Akurat szlaban reaguje na sygnały dźwiękowe pojazdów uprzywilejowanych więc ciekawe jaki ratownikom to przeszkadza
Nadzór za organizację ruchu drogowego na drogach gminnych a takimi są ulice 1 Maja, Rzewuskiego czy Rokosza odpowiada starosta buski. To on wydaje decyzję o raganicacji ruchu drogowego na drogach gminnych na wnisek gminy, Gmina nie stosuje się dotych decyzji. W decyzji o organicacji ruchu na ulicy Rokosza brak jest wzmianki, że ma być zabudowany szlaban.
Starosta ogranicza ruch na drogach publicznych wykonywanych lub remontowanych ze środków unijnych a takie były wykorzystywane przy modernizacji wspomnianych ulic. Ustawa o drogach publicznych muwi wprost, że na drogach publicznych zabrania się ograniczania ruchu drogowego przez pięć lat.
Burmistrzowi i Staroście przeszkadzają w busku kuracjusze. A może właściciele obiektów sanatoryjnych i pensonatów powinni ogłosić protest i nie zbierać opłaty klimatrycznej dla p. Burmistrza.W Krynicy Zdroju można podjechać pod każdy obiekt sanatoryjny.
Powiem tak, coraz częściej zastanawiam się czy przypadkiem komuś w tym mieście nie chodzi o to by co niektóre sanatoria i pensjonaty poszły z torbami, tak by można je było wykupić za przysłowiową czapkę gruszek. Jak dla mnie polityka burmistrza Sikory, w szczególności ta komunikacyjna to brzydko pachnie. Może się mylę, ale tak ja to widzę i odbieram.
Skąd wiesz, że „Akurat szlaban reaguje na sygnały dźwiękowe pojazdów uprzywilejowanych więc ciekawe jaki ratownikom to przeszkadza”?
Czy Ty stoisz cały czas pod tym szlabanem 24 godz./na dobę i to obserwujesz? Skoro dyrektor Włókniarza mówi, że są problemy z przejazdem karetek, to chyba wie co mówi, bo jest dyrektrem tego sanatorium i chyba lepiej od Ciebie wie, nie uważasz?

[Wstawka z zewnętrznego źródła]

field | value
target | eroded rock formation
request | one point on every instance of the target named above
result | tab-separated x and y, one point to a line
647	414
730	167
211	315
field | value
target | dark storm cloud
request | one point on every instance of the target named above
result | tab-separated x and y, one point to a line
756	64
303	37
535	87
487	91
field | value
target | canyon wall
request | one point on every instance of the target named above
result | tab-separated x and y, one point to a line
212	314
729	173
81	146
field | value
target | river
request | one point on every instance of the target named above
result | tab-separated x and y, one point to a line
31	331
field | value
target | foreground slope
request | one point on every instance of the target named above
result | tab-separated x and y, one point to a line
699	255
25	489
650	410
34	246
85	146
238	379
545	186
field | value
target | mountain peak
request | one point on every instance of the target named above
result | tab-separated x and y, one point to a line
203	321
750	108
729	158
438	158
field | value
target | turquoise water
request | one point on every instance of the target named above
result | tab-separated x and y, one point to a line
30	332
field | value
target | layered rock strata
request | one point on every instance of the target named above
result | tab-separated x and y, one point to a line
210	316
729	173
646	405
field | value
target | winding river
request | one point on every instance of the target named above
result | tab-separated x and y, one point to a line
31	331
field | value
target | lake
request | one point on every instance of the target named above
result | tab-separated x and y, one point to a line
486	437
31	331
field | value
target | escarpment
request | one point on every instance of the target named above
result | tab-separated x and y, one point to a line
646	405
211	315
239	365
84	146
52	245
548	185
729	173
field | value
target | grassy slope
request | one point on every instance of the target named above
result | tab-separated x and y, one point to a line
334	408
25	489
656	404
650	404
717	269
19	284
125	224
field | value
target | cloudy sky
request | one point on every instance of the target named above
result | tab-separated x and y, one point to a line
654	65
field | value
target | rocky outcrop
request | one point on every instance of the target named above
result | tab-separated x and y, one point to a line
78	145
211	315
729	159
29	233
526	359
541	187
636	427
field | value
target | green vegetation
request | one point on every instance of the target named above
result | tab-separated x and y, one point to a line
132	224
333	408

Ratownikom to nieprzeszkadza ale pogotowie stoi czasem parę minut pod szlabanem na sygnale dźwiękowym aż szlaban się otworzy a to jest zagrożenie dla życia.
Szlaban najszybciej się otwiera na sygnał straży miejskiej, bo maja pilota.
Tak się złożyło że sam otwierałem ten szlaban za pomocą sygnałów dźwiękowych
OK, piszesz „otwierałem”, nie wiem czy raz czy więcej razy otwierałeś, bo to nie wynika z treści, natomiast dyrektor Włókniarza nie powiedział, że szlaban się nie otwiera, tylko że czasami się nie otwiera. Tobie się otwarł, a komuś innemu się nie otwarł, znaczy się, że źle działa i to jest moim zdaniem skandaliczne, bo to zagraża zdrowiu i życiu, gdy karetka musi dojechać do kogoś z np. zawałem, udarem, wylewem. Sikora stawia jak nie kołki (ul. Słoneczna) to szlabany, to zamykać chce ruch między Bristolem a BSCK, a to stawia betonowe donice (np. wjzad na ul. Rzewuskiego od strony Górki), a to wszystko w przypadku zagrożenia zdrowia czy mienia może utrudnić dojazd karetki, straży pożarnej, policji i ktoś może stracić zdrowie lub życie. Najwyższa pora postawić podczas wyborów definitywny „szlaban” Sikorze i (bez)radnym na wstęp do Urzędu Miasta i Gminy w Busku-Zdroju przy alei Mickiewicza i to będzie najlepszy „szlaban” w Busku?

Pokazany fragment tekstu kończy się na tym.